Residents and preservationists were encouraged last
year when Royce, a summer resident of the Watch Hill area, bought
the 13-acre site from a developer who intended to tear down the
hotel to build five luxury homes.
"Chuck always said that he would restore, rehabilitate,
or replicate the hotel," says Paula Ruisi, a resident who led efforts
to save the building. "We were all sort of surprised that the building
came down."
Last year, Royce worked with preservationists and
the city of Westerly to pass a zoning ordinance that would allow
him to keep a hotel on the residentially zoned site. However,
a feasibility study conducted by Centerbrook Architects, based
in Essex, Conn., found that the building was seriously structurally
compromised didn't meet the state's tough fire safety and hurricane
codes. According to Centerbrook's report, completed last fall,
some problems could only be fixed by stripping the building to
its skeleton and hoisting it off of its foundation.
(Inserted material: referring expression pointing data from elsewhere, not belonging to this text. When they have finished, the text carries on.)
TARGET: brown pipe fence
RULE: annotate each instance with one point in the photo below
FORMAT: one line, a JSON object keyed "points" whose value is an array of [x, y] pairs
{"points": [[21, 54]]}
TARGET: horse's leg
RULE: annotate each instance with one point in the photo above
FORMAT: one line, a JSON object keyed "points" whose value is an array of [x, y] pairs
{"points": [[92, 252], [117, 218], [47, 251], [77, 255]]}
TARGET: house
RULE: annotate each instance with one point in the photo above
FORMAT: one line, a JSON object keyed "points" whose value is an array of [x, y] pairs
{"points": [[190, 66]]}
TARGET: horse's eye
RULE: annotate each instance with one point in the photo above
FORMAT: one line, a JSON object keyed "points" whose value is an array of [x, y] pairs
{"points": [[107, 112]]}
"It would be a huge feat to try to do that and economically
not viable at all," says Meg Lyon, project architect. "At a
certain point, it seemed that you'd have a new building anyway."
"I don't think any of the problems were anything that
couldn't be solved," says Wendy Nicholas, director of the National
Trust's Northeast Office, which worked with local preservationists to
save the Ocean House. Though disappointed, she adds, "We take some
comfort in knowing that the hotel will still have some public use and
retain public access of that incredible site."
Ruisi says she has received e-mails from people sharing
stories about summers at the hotel and concerns about what will replace
it. Many fear that the new hotel will be too large and commercial. "It
was a place where people would come and sit on porches. It was a lifestyle
they found there, where they turned the clock back," Ruisi says.
"I don't know if that is going to be replicated there, but it would
be a huge thing to lose."
According to Nicholas Moore, spokesman for Royce's company,
Bluff Avenue, the new building will not be larger than the original,
but it will include underground parking. He says that Royce is
planning on returning the hotel to an earlier look by downsizing
a wing and adding a Second Empire roof. Construction is expected
to start this fall and be completed in 2008.